Tunable Kondo Effect in Graphene with Defects

TL;DR

This paper demonstrates that point defects in graphene act as magnetic moments interacting via the Kondo effect, with a tunable Kondo temperature, opening pathways for defect-based spintronics and fundamental Kondo physics studies.

Contribution

It provides experimental evidence of Kondo effect in graphene defects and shows how the Kondo temperature can be tuned by carrier density, revealing new possibilities for magnetic control in graphene.

Findings

Defects in graphene behave as local magnetic moments.

Kondo temperature is tunable from 30 to 90 K.

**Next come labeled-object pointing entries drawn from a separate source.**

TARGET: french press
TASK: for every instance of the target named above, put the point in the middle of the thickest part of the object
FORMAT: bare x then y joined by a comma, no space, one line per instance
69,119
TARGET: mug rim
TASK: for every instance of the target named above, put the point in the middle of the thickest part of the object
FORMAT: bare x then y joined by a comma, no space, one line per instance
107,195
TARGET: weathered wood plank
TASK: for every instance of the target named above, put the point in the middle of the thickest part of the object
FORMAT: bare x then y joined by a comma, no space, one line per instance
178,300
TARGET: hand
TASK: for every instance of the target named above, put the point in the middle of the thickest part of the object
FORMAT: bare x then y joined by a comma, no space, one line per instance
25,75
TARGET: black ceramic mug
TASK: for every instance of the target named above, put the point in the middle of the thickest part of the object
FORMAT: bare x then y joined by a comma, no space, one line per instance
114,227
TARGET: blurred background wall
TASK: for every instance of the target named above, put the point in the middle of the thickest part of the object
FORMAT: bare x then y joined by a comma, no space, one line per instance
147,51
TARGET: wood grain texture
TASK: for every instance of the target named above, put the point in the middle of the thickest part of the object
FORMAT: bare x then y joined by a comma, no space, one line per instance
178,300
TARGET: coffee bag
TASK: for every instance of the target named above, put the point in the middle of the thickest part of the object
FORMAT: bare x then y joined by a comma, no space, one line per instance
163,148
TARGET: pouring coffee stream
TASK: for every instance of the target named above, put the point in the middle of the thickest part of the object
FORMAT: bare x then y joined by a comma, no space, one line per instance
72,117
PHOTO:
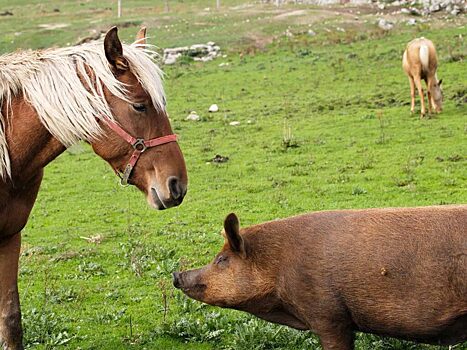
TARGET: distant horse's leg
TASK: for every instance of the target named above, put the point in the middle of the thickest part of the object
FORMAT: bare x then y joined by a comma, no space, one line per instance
10,315
418,84
412,95
428,91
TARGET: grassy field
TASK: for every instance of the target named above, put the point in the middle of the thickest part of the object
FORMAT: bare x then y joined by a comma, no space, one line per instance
325,123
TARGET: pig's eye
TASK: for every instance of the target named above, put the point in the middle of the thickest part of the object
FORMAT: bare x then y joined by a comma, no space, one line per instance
221,259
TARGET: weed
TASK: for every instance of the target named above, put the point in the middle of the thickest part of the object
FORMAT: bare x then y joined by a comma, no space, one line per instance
43,327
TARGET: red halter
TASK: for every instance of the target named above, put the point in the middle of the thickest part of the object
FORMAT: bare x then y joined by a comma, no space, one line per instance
139,145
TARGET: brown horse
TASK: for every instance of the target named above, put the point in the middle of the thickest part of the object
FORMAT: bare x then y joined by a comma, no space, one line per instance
101,93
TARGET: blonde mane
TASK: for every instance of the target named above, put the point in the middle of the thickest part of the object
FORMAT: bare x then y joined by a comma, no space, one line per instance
51,81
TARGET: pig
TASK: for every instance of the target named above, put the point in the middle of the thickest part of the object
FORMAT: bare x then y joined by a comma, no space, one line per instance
397,272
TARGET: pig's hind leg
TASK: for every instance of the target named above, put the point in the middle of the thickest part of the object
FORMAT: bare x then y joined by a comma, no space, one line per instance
336,337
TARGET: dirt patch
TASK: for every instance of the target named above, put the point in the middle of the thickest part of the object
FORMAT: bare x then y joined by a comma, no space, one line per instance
291,14
54,26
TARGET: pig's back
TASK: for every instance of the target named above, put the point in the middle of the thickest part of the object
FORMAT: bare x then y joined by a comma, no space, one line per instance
397,271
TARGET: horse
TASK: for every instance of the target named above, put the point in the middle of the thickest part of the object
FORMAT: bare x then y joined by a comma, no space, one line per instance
419,61
107,94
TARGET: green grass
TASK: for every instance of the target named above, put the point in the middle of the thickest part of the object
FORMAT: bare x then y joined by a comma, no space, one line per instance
324,123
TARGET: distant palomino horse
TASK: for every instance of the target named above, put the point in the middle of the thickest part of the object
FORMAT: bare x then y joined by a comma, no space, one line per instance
106,94
420,62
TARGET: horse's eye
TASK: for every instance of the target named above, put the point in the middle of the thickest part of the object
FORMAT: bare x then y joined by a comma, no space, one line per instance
139,107
220,259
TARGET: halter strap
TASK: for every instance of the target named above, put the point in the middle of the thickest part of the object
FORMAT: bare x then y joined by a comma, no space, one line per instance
139,146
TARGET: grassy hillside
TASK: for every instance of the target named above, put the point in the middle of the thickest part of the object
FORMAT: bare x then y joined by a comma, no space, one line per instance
325,123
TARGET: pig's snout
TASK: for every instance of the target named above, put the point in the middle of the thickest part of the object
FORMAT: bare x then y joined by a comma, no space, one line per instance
176,279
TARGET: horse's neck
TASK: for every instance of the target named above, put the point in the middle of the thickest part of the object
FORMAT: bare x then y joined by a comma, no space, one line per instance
31,146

Strong coupling of defects to conduction electrons in graphene.

Abstract

Graphene is a model system for the study of electrons confined to a strictly two-dimensional layer1 and a large number of electronic phenomena have been demonstrated in graphene, from the fractional2, 3 quantum Hall effect to superconductivity4. However, the coupling of conduction electrons to local magnetic moments5, 6, a central problem of condensed matter physics, has not been realized in graphene, and, given carbon's lack of d or f electrons, magnetism in graphene would seem unlikely. Nonetheless, magnetism in graphitic carbon in the absence of transition-metal elements has been reported7-10, with explanations ranging from lattice defects11 to edge structures12, 13 to negative curvature regions of the graphene sheet14. Recent experiments suggest that correlated defects in highly-ordered pyrolytic graphite (HOPG) induced by proton irradiation9 or native to grain boundaries7, can give rise to ferromagnetism. Here we show that point defects (vacancies) in graphene15 are local moments which interact strongly with the conduction electrons through the Kondo effect6, 16-18 providing strong evidence that defects in graphene are indeed magnetic. The Kondo temperature TK is tunable with carrier density from 30-90 K; the high TK is a direct consequence of strong coupling of defects to conduction electrons in a Dirac material18. The results indicate that defect engineering in graphene could be used to generate and control carrier-mediated magnetism, and realize all-carbon spintronic devices. Furthermore, graphene should be an ideal system in which to probe Kondo physics in a widely tunable electron system.